Calma. Serve tempo. Questa potrebbe essere la chiave per la risoluzione del risiko del Leoncavallo che domani aspetta in presidio l'ufficiale giudiziario, che consegnerà la notifica di sfratto numero 130. «Il tempo sta per scadere. Il Leoncavallo in via Watteau rischia, dopo trent'anni, di non esistere più. A tutt'oggi - si legge sulla homepage del Leoncavallo spa - non c'è una soluzione, non ci sono ancora alternative concrete. Le voci sulla possibilità di assegnazione di sedi alternative sono per ora una eco lontana».
Questo il sentiment dei leoncavallini ormai brizzolati anche se quella che finora è stata prospettata come soluzione, ovvero il capannone industriale in via San Dionigi a Porto di Mare rimane l'unica sede alternativa all'ex cartiera di proprietà della società L'Orologio srl della famiglia Cabassi che deve essere velocemente liberata come impone la sentenza della Corte d'Appello del Tribunale civile del 9 ottobre 2024, che ha condannato il Ministero dell'Interno a risarcire 3 milioni di euro ai Cabassi per il mancato sgombero dell'area.
Dirimente è la questione della bonifica dall'amianto della copertura e quindi l'agibilità dello stabile di proprietà demaniale e proposto da Palazzo Marino come casa agli abusivi che rivendicano la funzione culturale e di presidio sociale svolta dal 1994 e sui cui il sindaco Beppe Sala ci ha messo la faccia annunciando pubblicamente di voler risolvere la questione.
Il problema degli autonomi di via Watteau, che si riuniranno in queste ore per prendere una posizione ufficiale sono i fondi per la bonifica e per ristrutturare l'ex capannone. Dal canto loro è opinabile che il Comune offra una sede così malmessa: l'ipotesi è una manifestazione di pubblico interesse per assegnare l'ex capannone al Leonka, perché traslochi e a fronte del pagamento di un canone mensile e di una compartecipazione alle spese di bonifica.
Il fatto è che ormai stabili di proprietà demaniale in città non ne sono rimasti, mangiati dalla valorizzazione immobiliare.
Sull'altro fronte la Prefettura sembra avere molta fretta di chiudere.
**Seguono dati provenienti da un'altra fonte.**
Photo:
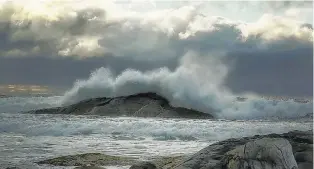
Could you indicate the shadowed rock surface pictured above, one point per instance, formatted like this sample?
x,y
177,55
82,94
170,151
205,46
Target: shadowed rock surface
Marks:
x,y
93,159
266,151
139,105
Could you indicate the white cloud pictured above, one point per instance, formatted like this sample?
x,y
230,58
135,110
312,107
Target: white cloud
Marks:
x,y
69,28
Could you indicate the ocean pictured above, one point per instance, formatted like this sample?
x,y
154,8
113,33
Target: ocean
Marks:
x,y
27,138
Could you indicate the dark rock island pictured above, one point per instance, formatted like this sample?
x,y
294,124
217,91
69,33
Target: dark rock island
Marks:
x,y
138,105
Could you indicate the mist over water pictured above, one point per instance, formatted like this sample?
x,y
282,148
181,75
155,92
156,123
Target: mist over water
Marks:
x,y
196,83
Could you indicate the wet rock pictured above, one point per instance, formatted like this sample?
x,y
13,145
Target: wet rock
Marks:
x,y
217,155
138,105
266,153
144,165
92,159
89,167
305,165
306,156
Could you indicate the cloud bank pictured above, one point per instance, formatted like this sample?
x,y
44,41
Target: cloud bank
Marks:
x,y
72,28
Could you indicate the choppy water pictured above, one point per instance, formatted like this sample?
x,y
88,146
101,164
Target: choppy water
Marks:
x,y
26,138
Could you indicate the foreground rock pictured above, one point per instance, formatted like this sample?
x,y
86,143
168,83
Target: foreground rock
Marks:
x,y
139,105
274,151
265,153
89,160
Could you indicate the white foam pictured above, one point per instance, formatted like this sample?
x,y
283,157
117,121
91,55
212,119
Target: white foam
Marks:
x,y
197,83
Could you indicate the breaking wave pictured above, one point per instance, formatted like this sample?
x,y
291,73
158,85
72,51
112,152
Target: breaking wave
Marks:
x,y
196,83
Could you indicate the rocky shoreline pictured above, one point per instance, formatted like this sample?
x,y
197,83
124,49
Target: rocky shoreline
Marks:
x,y
292,150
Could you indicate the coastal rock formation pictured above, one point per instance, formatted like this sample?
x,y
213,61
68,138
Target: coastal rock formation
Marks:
x,y
139,105
88,160
280,151
265,153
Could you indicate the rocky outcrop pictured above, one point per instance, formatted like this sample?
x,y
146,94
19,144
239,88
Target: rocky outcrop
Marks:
x,y
88,160
265,153
139,105
280,151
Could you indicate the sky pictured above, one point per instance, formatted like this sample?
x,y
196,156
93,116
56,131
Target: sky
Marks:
x,y
263,47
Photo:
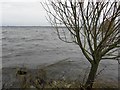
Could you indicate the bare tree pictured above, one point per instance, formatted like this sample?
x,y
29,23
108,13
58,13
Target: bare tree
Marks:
x,y
93,26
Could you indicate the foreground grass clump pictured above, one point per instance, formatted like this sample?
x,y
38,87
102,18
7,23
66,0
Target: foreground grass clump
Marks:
x,y
40,80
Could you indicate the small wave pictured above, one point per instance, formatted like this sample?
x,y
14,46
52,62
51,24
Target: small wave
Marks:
x,y
35,40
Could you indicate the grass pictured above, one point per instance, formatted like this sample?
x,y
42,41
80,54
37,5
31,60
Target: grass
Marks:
x,y
41,81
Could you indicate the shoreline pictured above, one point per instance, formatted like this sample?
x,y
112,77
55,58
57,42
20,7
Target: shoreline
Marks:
x,y
64,69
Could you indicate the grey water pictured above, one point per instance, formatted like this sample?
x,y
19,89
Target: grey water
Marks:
x,y
32,46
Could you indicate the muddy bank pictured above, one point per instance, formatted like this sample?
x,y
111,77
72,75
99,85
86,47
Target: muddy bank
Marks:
x,y
63,70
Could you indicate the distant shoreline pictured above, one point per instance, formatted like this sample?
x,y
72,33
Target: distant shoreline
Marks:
x,y
34,26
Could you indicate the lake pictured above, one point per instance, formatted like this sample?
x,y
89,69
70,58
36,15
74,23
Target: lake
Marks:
x,y
32,46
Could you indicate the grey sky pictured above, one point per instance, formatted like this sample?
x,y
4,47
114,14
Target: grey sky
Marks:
x,y
23,13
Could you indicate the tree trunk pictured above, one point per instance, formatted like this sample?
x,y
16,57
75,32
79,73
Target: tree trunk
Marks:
x,y
92,74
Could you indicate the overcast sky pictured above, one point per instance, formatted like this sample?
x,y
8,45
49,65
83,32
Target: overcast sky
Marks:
x,y
22,12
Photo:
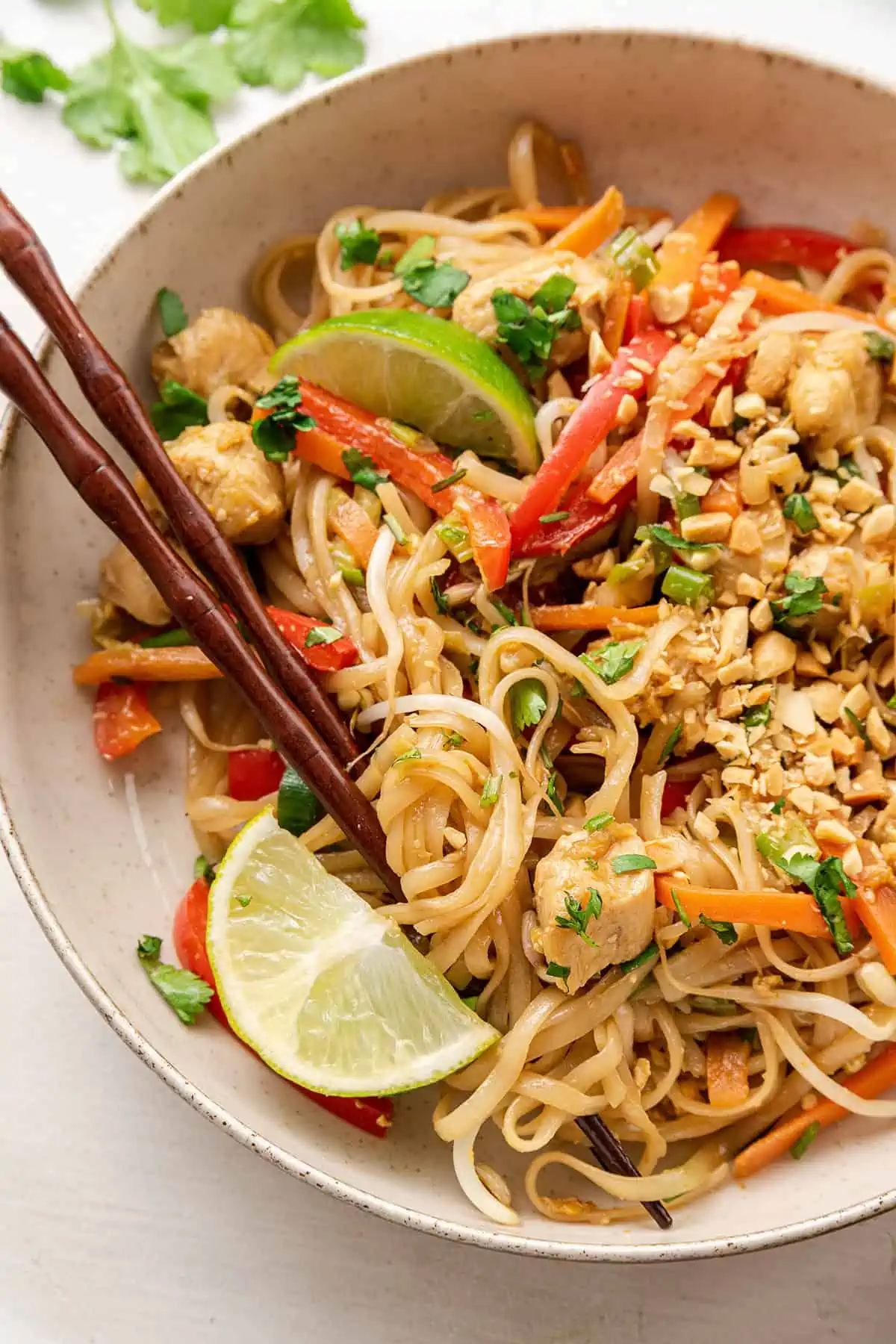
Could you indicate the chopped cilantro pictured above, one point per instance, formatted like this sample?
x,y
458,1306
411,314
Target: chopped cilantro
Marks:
x,y
578,915
613,660
671,744
358,245
880,347
756,715
321,635
528,703
723,929
276,435
363,470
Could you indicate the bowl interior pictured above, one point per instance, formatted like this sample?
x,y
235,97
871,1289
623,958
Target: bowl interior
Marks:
x,y
108,850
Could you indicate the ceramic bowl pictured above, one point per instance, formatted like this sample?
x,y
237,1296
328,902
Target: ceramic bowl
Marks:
x,y
104,853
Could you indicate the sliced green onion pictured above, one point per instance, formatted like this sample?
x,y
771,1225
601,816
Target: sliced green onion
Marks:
x,y
167,640
687,586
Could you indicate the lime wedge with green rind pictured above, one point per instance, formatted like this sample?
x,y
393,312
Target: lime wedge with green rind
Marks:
x,y
425,371
326,989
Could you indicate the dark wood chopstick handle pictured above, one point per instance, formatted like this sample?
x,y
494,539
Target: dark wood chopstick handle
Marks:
x,y
108,494
28,265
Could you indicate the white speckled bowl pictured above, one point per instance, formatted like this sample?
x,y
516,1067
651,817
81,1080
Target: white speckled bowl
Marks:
x,y
104,853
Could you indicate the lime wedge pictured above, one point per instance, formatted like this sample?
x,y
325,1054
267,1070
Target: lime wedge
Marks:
x,y
328,992
425,371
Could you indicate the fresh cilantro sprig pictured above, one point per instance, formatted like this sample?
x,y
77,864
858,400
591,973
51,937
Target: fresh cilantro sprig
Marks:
x,y
805,597
825,878
576,915
181,989
531,329
28,75
276,435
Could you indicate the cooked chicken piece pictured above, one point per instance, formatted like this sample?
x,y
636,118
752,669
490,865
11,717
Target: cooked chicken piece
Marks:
x,y
837,391
242,491
770,369
473,307
220,349
124,582
564,882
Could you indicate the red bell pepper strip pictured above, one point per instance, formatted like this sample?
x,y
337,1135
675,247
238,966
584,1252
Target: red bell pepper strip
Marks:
x,y
339,425
121,719
254,773
586,517
785,246
323,658
583,432
373,1115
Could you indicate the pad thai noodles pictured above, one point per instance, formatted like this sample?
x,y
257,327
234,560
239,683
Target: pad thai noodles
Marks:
x,y
585,517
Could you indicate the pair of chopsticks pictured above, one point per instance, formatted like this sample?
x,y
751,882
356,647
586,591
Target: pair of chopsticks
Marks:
x,y
314,738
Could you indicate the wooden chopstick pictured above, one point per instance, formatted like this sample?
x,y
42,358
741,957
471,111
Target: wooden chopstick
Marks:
x,y
30,268
108,494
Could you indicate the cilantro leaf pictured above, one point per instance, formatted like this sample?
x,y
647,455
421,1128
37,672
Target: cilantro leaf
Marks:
x,y
528,703
578,915
279,42
613,660
632,863
801,512
435,284
363,470
358,243
669,745
529,329
155,100
756,715
172,315
181,989
202,15
723,930
276,435
176,410
803,598
28,75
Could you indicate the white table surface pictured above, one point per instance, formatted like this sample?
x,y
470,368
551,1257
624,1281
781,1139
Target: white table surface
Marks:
x,y
124,1216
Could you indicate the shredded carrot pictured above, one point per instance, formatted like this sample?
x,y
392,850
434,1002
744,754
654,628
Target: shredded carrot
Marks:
x,y
594,225
684,250
615,315
184,663
349,522
723,495
777,297
590,617
871,1081
727,1077
790,910
877,912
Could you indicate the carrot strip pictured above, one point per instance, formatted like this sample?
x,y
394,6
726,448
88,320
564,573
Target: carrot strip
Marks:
x,y
615,316
682,252
576,616
777,297
871,1081
877,912
727,1077
593,228
790,910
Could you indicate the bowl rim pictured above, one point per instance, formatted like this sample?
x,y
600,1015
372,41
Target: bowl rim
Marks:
x,y
40,903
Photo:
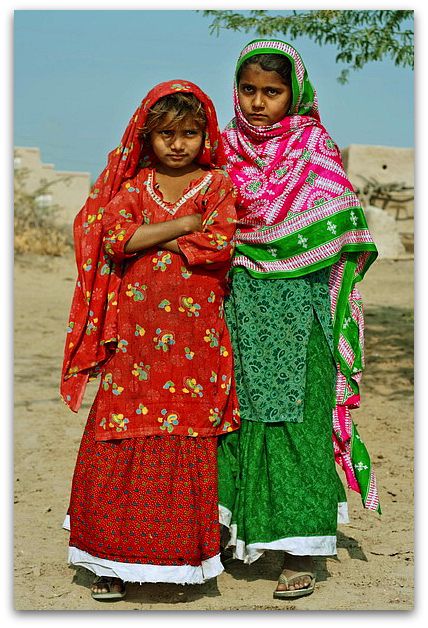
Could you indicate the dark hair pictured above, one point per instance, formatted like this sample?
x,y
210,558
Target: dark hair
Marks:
x,y
181,105
270,63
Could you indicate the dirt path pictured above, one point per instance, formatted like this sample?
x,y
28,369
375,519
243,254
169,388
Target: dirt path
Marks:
x,y
374,566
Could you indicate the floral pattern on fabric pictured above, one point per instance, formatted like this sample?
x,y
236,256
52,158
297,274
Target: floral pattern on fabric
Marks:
x,y
153,499
159,380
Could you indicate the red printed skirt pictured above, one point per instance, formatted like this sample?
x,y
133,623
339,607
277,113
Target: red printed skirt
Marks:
x,y
146,509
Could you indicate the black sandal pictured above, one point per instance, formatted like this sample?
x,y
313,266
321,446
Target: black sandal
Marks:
x,y
108,583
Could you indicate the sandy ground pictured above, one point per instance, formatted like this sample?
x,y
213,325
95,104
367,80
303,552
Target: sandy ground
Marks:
x,y
374,566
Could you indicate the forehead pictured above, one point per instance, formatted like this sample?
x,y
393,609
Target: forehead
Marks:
x,y
255,75
170,121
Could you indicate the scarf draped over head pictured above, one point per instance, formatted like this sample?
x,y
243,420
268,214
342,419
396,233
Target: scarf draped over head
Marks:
x,y
298,213
92,328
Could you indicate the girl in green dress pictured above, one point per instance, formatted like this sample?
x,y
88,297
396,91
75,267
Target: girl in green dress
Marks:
x,y
296,322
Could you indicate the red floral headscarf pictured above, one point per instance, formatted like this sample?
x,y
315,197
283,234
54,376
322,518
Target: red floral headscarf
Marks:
x,y
92,328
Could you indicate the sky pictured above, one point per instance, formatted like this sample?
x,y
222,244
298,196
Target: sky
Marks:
x,y
78,75
70,80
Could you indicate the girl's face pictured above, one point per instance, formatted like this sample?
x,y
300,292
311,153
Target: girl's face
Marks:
x,y
263,96
177,146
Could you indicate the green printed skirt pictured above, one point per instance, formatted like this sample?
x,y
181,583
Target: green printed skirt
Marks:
x,y
278,484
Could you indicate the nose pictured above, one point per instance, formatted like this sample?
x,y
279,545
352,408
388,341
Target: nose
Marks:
x,y
177,143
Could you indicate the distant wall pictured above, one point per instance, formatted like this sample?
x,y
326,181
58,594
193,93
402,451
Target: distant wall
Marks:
x,y
69,191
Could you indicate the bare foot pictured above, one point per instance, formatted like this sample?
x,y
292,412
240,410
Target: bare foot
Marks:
x,y
293,566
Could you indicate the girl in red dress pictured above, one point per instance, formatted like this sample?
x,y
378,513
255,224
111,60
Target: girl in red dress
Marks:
x,y
153,249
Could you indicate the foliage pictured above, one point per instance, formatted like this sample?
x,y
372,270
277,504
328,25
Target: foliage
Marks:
x,y
360,36
35,228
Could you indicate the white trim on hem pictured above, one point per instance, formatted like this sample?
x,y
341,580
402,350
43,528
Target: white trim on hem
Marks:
x,y
133,572
298,545
136,572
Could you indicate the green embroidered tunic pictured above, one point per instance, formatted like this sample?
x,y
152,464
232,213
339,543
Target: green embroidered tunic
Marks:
x,y
270,323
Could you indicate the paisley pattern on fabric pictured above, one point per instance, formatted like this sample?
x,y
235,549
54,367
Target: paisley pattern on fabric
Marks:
x,y
298,214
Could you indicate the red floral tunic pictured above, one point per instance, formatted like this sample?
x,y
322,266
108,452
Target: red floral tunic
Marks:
x,y
172,369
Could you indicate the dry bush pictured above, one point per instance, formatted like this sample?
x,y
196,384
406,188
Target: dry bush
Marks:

Tradotto: Palazzo Diotti si aspetta una risposta ufficiale entro domani, dal momento che la sentenza è già esecutiva, e quasi certamente non verrà impugnata in Cassazione.
Anche se una volta sgomberata l'ex cartiera di via Watteau (siamo alla notifica di sgombero numero 130) e quindi eseguita la sentenza della Corte d'appello si pone il problema della messa in sicurezza dello stabile vuoto. La prassi vuole che sia la proprietà ad assumere una vigilanza privata e fare sì che nessuno entri abusivamente ancora nello stabile, posto il fatto che non è stato presentato in Comune alcun progetto di riqualificazione o riutilizzo dell'ex cartiera.
Tradotto: non esiste al momento un progetto per il futuro di via Watteau.C'è chi fa notare che a Milano le vere occupazioni, ovvero quelle fatte per appropriarsi degli spazi e poterli usare, non esistono più. Quelle che abbiamo visto sono solo simboliche.